SKANDIA Team GBR is the British Sailing Team in the Olympic and Paralympic classes.

The team consists of the Performance Squad and Development and Transitional squads, which jointly total around 70 sailors. The sailors train and compete across 10 Olympic Classes - Finn, Laser Radial, Laser, 470 men and women, 49er, Star, RS:X men and women windsurfers and, new for London 2012, Women’s Olympic Classes Match Racing.

There are three Paralympic Classes, the Sonar, 2.4mR and Skud-18.

Great Britain is the world’s top Olympic Classes sailing nation with the British Olympic team sailors topping the medal table at the past three Games in 2000, 2004 and 2008.

In a Dorset Echo column, Skandia Team GBR members are bringing insight into the campaign for glory in 2012.

Here’s Skud-18 sailor Alex Rickham who sails with Portland’s Niki Birrell.

LONDON 2012 will mark the culmination of four years’ hard work. It is all starting to become very real.

2011 has been an interesting and varied year with highs and lows. Conveniently, our season ended on a high with our third consecutive World Championship title.

In August we got the nod from the British Paralympic Association and gained early selection for the Games. It was everything we hoped for, and a true honour to be the first selected athletes.

For me, and I suspect Niki, it also very daunting.

Knowing all our friends, family and the whole country are watching is scary but also exciting. The great thing about being given the slot this early is the focus it gives us.
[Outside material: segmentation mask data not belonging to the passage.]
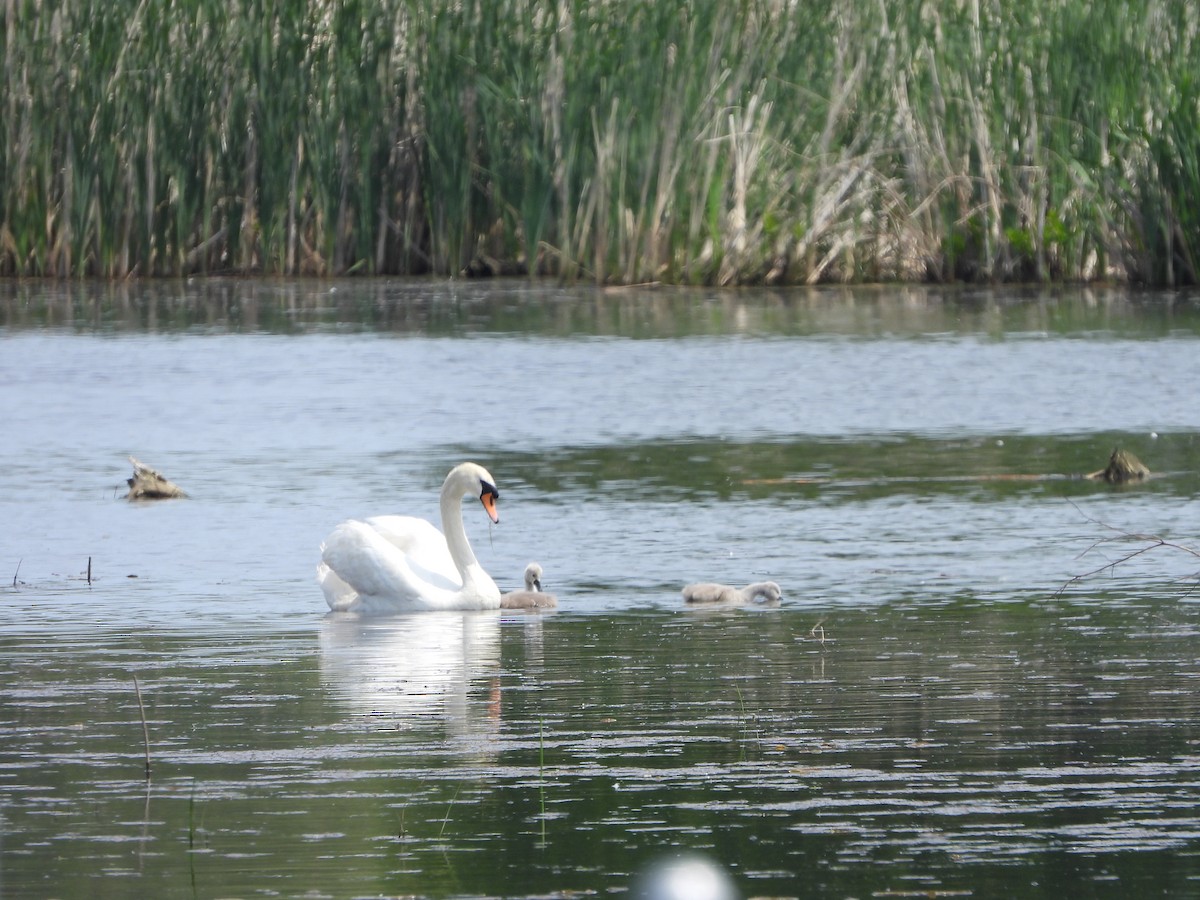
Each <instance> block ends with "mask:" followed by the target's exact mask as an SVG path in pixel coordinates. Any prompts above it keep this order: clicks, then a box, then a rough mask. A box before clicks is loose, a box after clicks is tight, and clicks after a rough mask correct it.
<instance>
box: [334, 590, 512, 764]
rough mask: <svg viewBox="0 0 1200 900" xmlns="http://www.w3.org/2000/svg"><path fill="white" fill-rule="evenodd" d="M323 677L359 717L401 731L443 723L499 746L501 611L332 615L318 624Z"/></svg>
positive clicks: (491, 748) (334, 614)
mask: <svg viewBox="0 0 1200 900" xmlns="http://www.w3.org/2000/svg"><path fill="white" fill-rule="evenodd" d="M320 674H322V682H323V684H324V685H325V686H326V688H328V689H329V690H330V691H331V692H332V694H334V696H335V697H336V698H337V701H338V702H341V703H342V704H343V706H344V707H347V708H348V709H350V710H352V712H353V713H355V714H359V715H366V716H378V718H379V719H380V720H383V721H382V722H380V724H383V725H388V726H391V727H396V728H409V727H427V726H430V725H439V724H444V725H445V728H446V733H448V734H449V736H451V737H458V738H466V739H468V740H470V742H482V743H484V744H485V745H487V746H486V749H485V748H480V750H484V751H486V752H492V751H493V750H494V748H493V746H491V745H492V744H493V743H494V740H496V739H497V738H498V733H499V726H500V721H499V710H500V704H499V676H500V620H499V614H498V613H496V612H450V611H446V612H420V613H414V614H408V616H395V617H388V618H360V617H359V616H355V614H353V613H330V614H329V616H328V617H326V618H325V620H324V623H322V629H320Z"/></svg>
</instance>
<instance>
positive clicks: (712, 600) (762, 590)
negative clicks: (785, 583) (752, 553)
mask: <svg viewBox="0 0 1200 900" xmlns="http://www.w3.org/2000/svg"><path fill="white" fill-rule="evenodd" d="M757 598H762V601H763V602H764V604H778V602H779V601H780V600H782V599H784V592H782V590H780V589H779V584H776V583H775V582H773V581H756V582H755V583H754V584H746V586H745V587H744V588H734V587H732V586H730V584H713V583H712V582H700V583H697V584H689V586H688V587H685V588H684V589H683V599H684V600H685V601H686V602H689V604H725V605H727V606H733V605H738V604H749V602H752V601H754V600H755V599H757Z"/></svg>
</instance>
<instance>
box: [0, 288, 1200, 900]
mask: <svg viewBox="0 0 1200 900" xmlns="http://www.w3.org/2000/svg"><path fill="white" fill-rule="evenodd" d="M1198 374H1200V306H1198V302H1196V299H1195V298H1193V296H1188V295H1177V294H1171V295H1166V294H1146V295H1130V294H1127V293H1121V292H1096V290H1085V289H1073V290H1064V292H1060V293H1055V294H1042V293H1027V294H1025V293H1014V292H998V293H992V292H965V290H964V292H952V293H938V292H931V290H913V289H870V290H860V292H845V290H833V289H828V290H816V292H791V293H768V292H737V293H713V292H691V290H666V289H658V290H654V289H646V290H596V289H560V288H558V287H553V286H528V284H526V283H498V284H472V283H467V284H463V283H427V282H425V283H422V282H396V283H385V282H370V281H367V282H336V283H299V284H298V283H277V282H241V281H214V282H200V283H193V284H182V286H180V284H151V286H136V287H127V286H126V287H112V286H79V284H70V286H47V284H17V286H14V284H2V286H0V421H2V422H4V436H5V437H4V446H5V454H4V462H5V464H4V467H2V468H0V522H2V526H0V894H2V895H4V896H31V898H34V896H36V898H41V896H76V895H86V896H131V895H142V896H162V898H172V896H181V898H186V896H217V895H220V896H264V895H282V896H295V895H306V896H366V895H370V896H376V895H416V896H430V898H438V896H480V895H484V896H517V898H544V896H580V895H582V896H587V895H598V896H605V895H610V894H620V893H623V892H625V890H626V889H628V888H629V886H630V883H631V882H632V881H634V878H635V877H636V875H637V874H638V872H640V871H642V870H644V869H646V868H647V866H649V865H652V864H653V863H654V862H655V860H661V859H664V858H667V857H670V856H671V854H672V853H673V852H678V851H680V850H692V851H700V852H702V853H704V854H707V856H708V857H709V858H710V859H713V860H714V862H716V863H719V864H720V865H722V866H724V868H725V869H726V870H727V871H728V872H730V874H731V875H732V876H733V878H734V882H736V883H737V886H738V888H739V890H740V892H742V893H743V894H744V895H745V896H770V898H780V896H838V898H840V896H847V898H848V896H856V898H863V896H1013V895H1020V896H1048V898H1056V900H1057V899H1058V898H1062V896H1115V898H1116V896H1122V898H1123V896H1132V895H1139V896H1140V895H1170V896H1186V895H1193V894H1196V893H1200V858H1198V854H1200V812H1198V810H1200V727H1198V726H1200V690H1198V689H1200V683H1198V678H1200V640H1198V638H1200V604H1198V599H1200V594H1198V593H1196V574H1198V571H1200V558H1198V557H1196V556H1195V554H1194V553H1193V552H1190V551H1189V548H1195V547H1198V546H1200V536H1198V535H1196V500H1195V498H1196V491H1198V487H1200V478H1198V475H1196V470H1198V462H1200V458H1198V457H1200V440H1198V436H1200V416H1198V409H1200V406H1198V403H1196V400H1195V384H1196V376H1198ZM1118 445H1120V446H1122V448H1124V449H1126V450H1129V451H1132V452H1134V454H1136V455H1138V457H1139V458H1141V460H1142V461H1144V462H1145V463H1146V464H1147V466H1148V467H1150V469H1151V470H1152V473H1153V474H1152V478H1151V479H1150V480H1148V481H1146V482H1144V484H1138V485H1132V486H1127V487H1114V486H1110V485H1106V484H1104V482H1100V481H1094V480H1087V479H1084V478H1081V475H1084V474H1086V473H1090V472H1094V470H1097V469H1100V468H1103V466H1104V464H1105V463H1106V461H1108V457H1109V454H1110V452H1111V450H1112V449H1114V446H1118ZM131 454H132V455H134V456H137V457H138V458H140V460H143V461H145V462H146V463H149V464H151V466H154V467H156V468H158V469H161V470H162V472H163V473H164V474H167V475H168V476H169V478H172V479H173V480H175V481H178V482H179V484H180V485H181V486H184V488H185V490H186V491H187V492H188V494H190V497H188V499H185V500H174V502H162V503H151V504H130V503H126V502H125V500H124V499H122V496H124V490H125V485H124V479H125V478H126V476H127V475H128V474H130V466H128V462H127V458H126V457H127V456H128V455H131ZM463 458H473V460H476V461H479V462H481V463H484V464H486V466H487V467H488V469H491V472H492V473H493V475H496V478H497V480H498V482H499V487H500V493H502V499H500V522H502V523H500V524H499V526H498V527H491V528H490V527H488V523H487V520H486V517H485V515H484V514H482V511H480V510H479V509H478V506H474V505H468V508H467V510H466V520H467V528H468V533H469V535H470V539H472V541H473V545H474V548H475V552H476V554H478V556H479V558H480V560H481V562H482V563H484V565H485V566H486V568H487V569H488V570H490V571H491V572H492V574H493V575H494V576H496V577H497V581H498V582H500V584H502V587H516V582H517V580H518V577H520V574H521V571H522V569H523V568H524V564H526V563H527V562H528V560H529V559H538V560H539V562H540V563H541V564H542V566H544V568H545V570H546V581H547V587H548V588H550V589H552V590H554V592H556V593H557V594H558V595H559V598H560V606H559V608H558V610H557V611H554V612H550V613H544V614H538V613H533V614H530V613H515V612H514V613H509V612H505V613H428V614H422V616H415V617H395V618H376V619H358V618H352V617H334V616H329V614H326V611H325V610H326V607H325V604H324V600H323V598H322V594H320V590H319V588H318V587H317V584H316V582H314V580H313V570H314V566H316V563H317V558H318V546H319V544H320V541H322V539H323V536H324V535H325V534H326V533H328V532H329V530H330V528H332V526H335V524H336V523H337V522H338V521H341V520H342V518H346V517H350V516H365V515H372V514H379V512H406V514H415V515H421V516H426V517H436V516H437V502H436V498H437V491H438V487H439V486H440V481H442V479H443V476H444V475H445V472H446V470H448V469H449V468H450V467H451V466H452V464H454V463H456V462H458V461H461V460H463ZM1158 539H1160V540H1162V541H1165V542H1164V544H1158V542H1156V540H1158ZM1139 551H1140V552H1139ZM700 578H703V580H720V581H727V582H739V583H745V582H749V581H755V580H762V578H773V580H775V581H778V582H780V584H781V586H782V587H784V592H785V599H784V602H782V604H781V605H780V606H779V607H774V608H761V607H750V608H744V610H706V611H695V610H686V608H684V606H683V604H682V600H680V598H679V593H678V592H679V588H680V587H682V584H684V583H685V582H688V581H691V580H700ZM134 679H136V682H134ZM138 691H140V700H142V703H143V706H144V716H145V728H144V730H143V713H142V708H139V695H138ZM146 738H149V742H148V740H146ZM148 756H149V762H150V768H151V774H150V778H149V780H148V779H146V778H145V768H146V758H148Z"/></svg>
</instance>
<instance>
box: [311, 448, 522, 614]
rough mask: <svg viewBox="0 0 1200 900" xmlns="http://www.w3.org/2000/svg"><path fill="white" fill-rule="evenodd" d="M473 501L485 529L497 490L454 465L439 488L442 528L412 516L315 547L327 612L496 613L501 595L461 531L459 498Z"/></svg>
mask: <svg viewBox="0 0 1200 900" xmlns="http://www.w3.org/2000/svg"><path fill="white" fill-rule="evenodd" d="M466 494H472V496H473V497H479V499H480V502H481V503H482V504H484V509H485V510H486V511H487V515H488V517H490V518H491V520H492V522H496V523H499V521H500V517H499V514H498V512H497V511H496V502H497V500H498V499H499V497H500V494H499V491H497V490H496V481H494V480H493V479H492V476H491V474H488V472H487V469H485V468H484V467H482V466H476V464H475V463H473V462H464V463H462V464H460V466H455V467H454V468H452V469H451V470H450V474H449V475H446V480H445V482H444V484H443V485H442V503H440V505H442V528H443V529H444V532H445V533H444V534H443V533H442V532H439V530H438V529H437V528H436V527H434V526H433V524H432V523H430V522H426V521H425V520H424V518H415V517H413V516H374V517H373V518H368V520H366V521H364V522H360V521H356V520H349V521H347V522H342V523H341V524H340V526H337V528H335V529H334V530H332V533H331V534H330V535H329V536H328V538H326V539H325V542H324V544H322V545H320V560H322V562H320V565H319V566H317V581H318V582H319V583H320V587H322V590H324V592H325V600H326V601H328V602H329V608H330V610H348V611H358V612H366V613H385V612H413V611H418V610H496V608H499V606H500V589H499V588H497V587H496V582H494V581H492V578H491V576H490V575H488V574H487V572H486V571H484V566H481V565H480V564H479V560H476V559H475V554H474V552H473V551H472V548H470V542H469V541H468V540H467V532H466V529H463V527H462V498H463V497H464V496H466Z"/></svg>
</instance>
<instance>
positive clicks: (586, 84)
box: [0, 0, 1200, 284]
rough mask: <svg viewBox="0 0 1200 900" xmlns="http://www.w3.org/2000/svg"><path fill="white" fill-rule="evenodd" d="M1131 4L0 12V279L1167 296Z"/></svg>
mask: <svg viewBox="0 0 1200 900" xmlns="http://www.w3.org/2000/svg"><path fill="white" fill-rule="evenodd" d="M1198 35H1200V13H1198V11H1196V8H1195V7H1194V5H1189V4H1181V2H1176V1H1174V0H1148V2H1146V4H1142V5H1129V4H1124V2H1120V0H1096V1H1094V2H1085V0H1046V1H1045V2H1042V4H1037V5H1034V6H1030V5H1021V4H997V2H984V0H960V2H953V4H937V2H932V0H906V1H905V2H902V4H862V2H854V1H853V0H814V1H812V2H805V4H787V2H784V1H782V0H734V1H733V2H728V4H709V5H701V6H698V7H697V5H695V4H688V2H684V1H683V0H668V1H667V2H650V1H649V0H630V2H626V4H611V2H600V4H595V2H583V1H582V0H494V1H492V0H301V1H300V2H296V4H274V2H271V4H258V2H251V1H250V0H232V2H229V1H227V2H217V0H196V2H192V4H169V2H167V1H166V0H78V1H77V2H73V4H68V5H62V4H50V2H48V0H6V2H5V4H4V6H2V7H0V41H2V43H4V48H5V54H4V60H2V62H0V66H2V70H4V73H2V74H4V82H2V86H0V275H8V276H54V277H68V276H70V277H76V276H80V277H82V276H100V277H110V278H120V277H128V276H137V275H140V276H180V275H186V274H193V272H194V274H209V272H226V271H232V272H263V274H280V275H342V274H376V275H383V274H408V275H412V274H421V272H436V274H442V275H455V274H458V272H461V271H463V270H464V269H470V270H480V271H515V270H526V271H530V272H535V274H548V275H556V276H559V277H563V278H577V277H586V278H589V280H594V281H598V282H643V281H670V282H691V283H761V282H769V283H775V282H780V283H803V282H814V281H830V280H836V281H866V280H894V278H895V280H953V278H964V280H1045V278H1072V280H1074V278H1116V280H1127V281H1138V282H1150V283H1163V284H1168V283H1192V282H1195V281H1196V277H1198V271H1196V268H1198V262H1200V260H1198V254H1200V246H1198V245H1200V214H1198V212H1196V210H1198V209H1200V205H1198V204H1196V202H1195V198H1196V197H1198V196H1200V142H1198V140H1196V133H1198V125H1200V112H1198V109H1200V77H1198V76H1196V72H1200V38H1198Z"/></svg>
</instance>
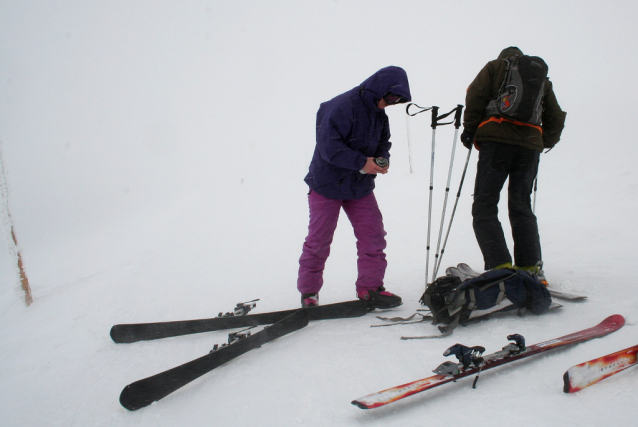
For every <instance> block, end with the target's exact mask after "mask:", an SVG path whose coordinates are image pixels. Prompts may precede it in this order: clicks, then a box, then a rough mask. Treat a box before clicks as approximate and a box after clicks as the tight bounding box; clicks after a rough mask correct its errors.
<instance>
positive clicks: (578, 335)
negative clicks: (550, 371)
mask: <svg viewBox="0 0 638 427" xmlns="http://www.w3.org/2000/svg"><path fill="white" fill-rule="evenodd" d="M624 324H625V318H624V317H623V316H621V315H619V314H615V315H613V316H609V317H608V318H606V319H605V320H603V321H602V322H601V323H599V324H598V325H596V326H594V327H591V328H588V329H584V330H582V331H579V332H575V333H573V334H569V335H565V336H563V337H560V338H554V339H551V340H548V341H544V342H541V343H538V344H534V345H531V346H529V347H525V346H524V344H523V345H522V346H520V345H518V346H517V345H512V344H510V345H508V346H505V347H504V348H503V350H501V351H498V352H496V353H493V354H489V355H487V356H483V357H476V358H475V359H474V360H473V362H474V363H472V364H470V365H468V364H465V367H464V364H461V363H459V364H456V363H452V362H450V361H448V362H446V363H444V364H442V365H440V366H439V367H438V368H437V369H436V370H435V371H434V372H436V373H437V375H433V376H431V377H428V378H424V379H421V380H417V381H413V382H411V383H407V384H403V385H400V386H397V387H393V388H389V389H387V390H383V391H380V392H377V393H373V394H369V395H367V396H364V397H360V398H358V399H356V400H353V401H352V404H353V405H355V406H358V407H359V408H361V409H372V408H378V407H379V406H384V405H387V404H388V403H392V402H396V401H397V400H400V399H403V398H406V397H408V396H412V395H413V394H416V393H420V392H422V391H425V390H429V389H431V388H434V387H438V386H440V385H443V384H446V383H449V382H452V381H457V380H458V379H460V378H464V377H468V376H471V375H474V374H478V373H480V372H482V371H486V370H488V369H492V368H495V367H497V366H500V365H504V364H506V363H510V362H515V361H517V360H520V359H523V358H526V357H529V356H533V355H535V354H539V353H544V352H546V351H549V350H553V349H555V348H559V347H564V346H567V345H571V344H576V343H580V342H583V341H588V340H590V339H593V338H599V337H602V336H605V335H607V334H610V333H612V332H615V331H617V330H618V329H620V328H622V327H623V326H624ZM513 336H514V335H511V337H513ZM517 336H518V335H517ZM519 337H520V336H519ZM521 338H522V337H521ZM508 339H512V338H509V337H508ZM465 348H466V349H469V350H476V349H482V347H473V348H468V347H465ZM450 349H451V348H450ZM450 349H448V351H446V353H448V352H449V350H450ZM482 350H484V349H482ZM448 354H451V353H448ZM445 355H447V354H445Z"/></svg>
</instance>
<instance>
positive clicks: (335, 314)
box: [111, 300, 368, 344]
mask: <svg viewBox="0 0 638 427" xmlns="http://www.w3.org/2000/svg"><path fill="white" fill-rule="evenodd" d="M251 302H252V301H251ZM242 304H247V303H242ZM242 304H238V305H237V306H238V307H240V306H241V305H242ZM304 310H306V311H307V312H308V319H310V320H320V319H341V318H348V317H359V316H363V315H364V314H366V313H367V312H368V308H367V304H366V302H365V301H360V300H355V301H346V302H340V303H336V304H328V305H320V306H317V307H312V308H306V309H304ZM296 311H297V309H294V310H284V311H275V312H270V313H260V314H249V315H244V316H242V315H230V313H227V314H229V315H226V316H222V317H214V318H211V319H198V320H181V321H176V322H158V323H136V324H125V325H115V326H113V327H112V328H111V338H112V339H113V341H115V342H116V343H120V344H122V343H133V342H137V341H144V340H155V339H159V338H168V337H176V336H180V335H188V334H196V333H200V332H210V331H219V330H223V329H231V328H245V327H248V326H258V325H270V324H273V323H275V322H278V321H280V320H282V319H284V318H285V317H287V316H290V315H291V314H293V313H295V312H296ZM220 314H221V313H220Z"/></svg>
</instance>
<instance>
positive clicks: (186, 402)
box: [0, 0, 638, 427]
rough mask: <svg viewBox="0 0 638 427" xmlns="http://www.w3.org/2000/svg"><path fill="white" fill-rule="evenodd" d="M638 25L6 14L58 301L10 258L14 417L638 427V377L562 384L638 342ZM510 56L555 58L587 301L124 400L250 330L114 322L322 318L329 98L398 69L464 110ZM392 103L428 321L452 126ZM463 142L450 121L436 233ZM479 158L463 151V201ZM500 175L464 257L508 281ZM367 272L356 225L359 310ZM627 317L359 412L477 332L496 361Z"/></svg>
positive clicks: (298, 7)
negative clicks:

Not that everything hasn’t been about getting to the Games, but now every last bit of our focus and effort will be put into the next year.

We have the opportunity to try new things. It is also immensely helpful to the support staff knowing that their time and energy are definitely going into the London Paralympics.

We have been able to plan a calendar (which I now fondly call ‘the death of my social life’) which should hopefully ensure that coveted Paralympic medal.

To be honest, I think a year to go has also made me a bit emotional. Watching everyone’s championships over the summer had a more meaning as it starts to become evident who else will be selected from the other sports. The year ahead is huge – winter is mainly abroad competing and training.

From March we should be back in the UK working with our in-house training partners and learning as much about the venue as we can. Then it will come down that one race week where hopefully we can achieve the ideal of gold on home waters. The amazing thing about having a home Games is the support and excitement everyone is starting to feel.

I went into the bank the other day and this lady asked me if I was going to be in the Paralympics because she remembered reading something in the Dorset Echo. She was wishing me good luck and giving me words of encouragement.

In light of recent problems across London the Games will be a real celebration of not only sport but of London and the UK as a whole. For the Paralympics it is a return home. Having been a patient at Stoke Mandeville Spinal Unit, the home of the Paralympics, it means even more.

I hope next year’s Games will inspire people to get involved in Paralympic sport and I’m looking forward to being part of the greatest show on water.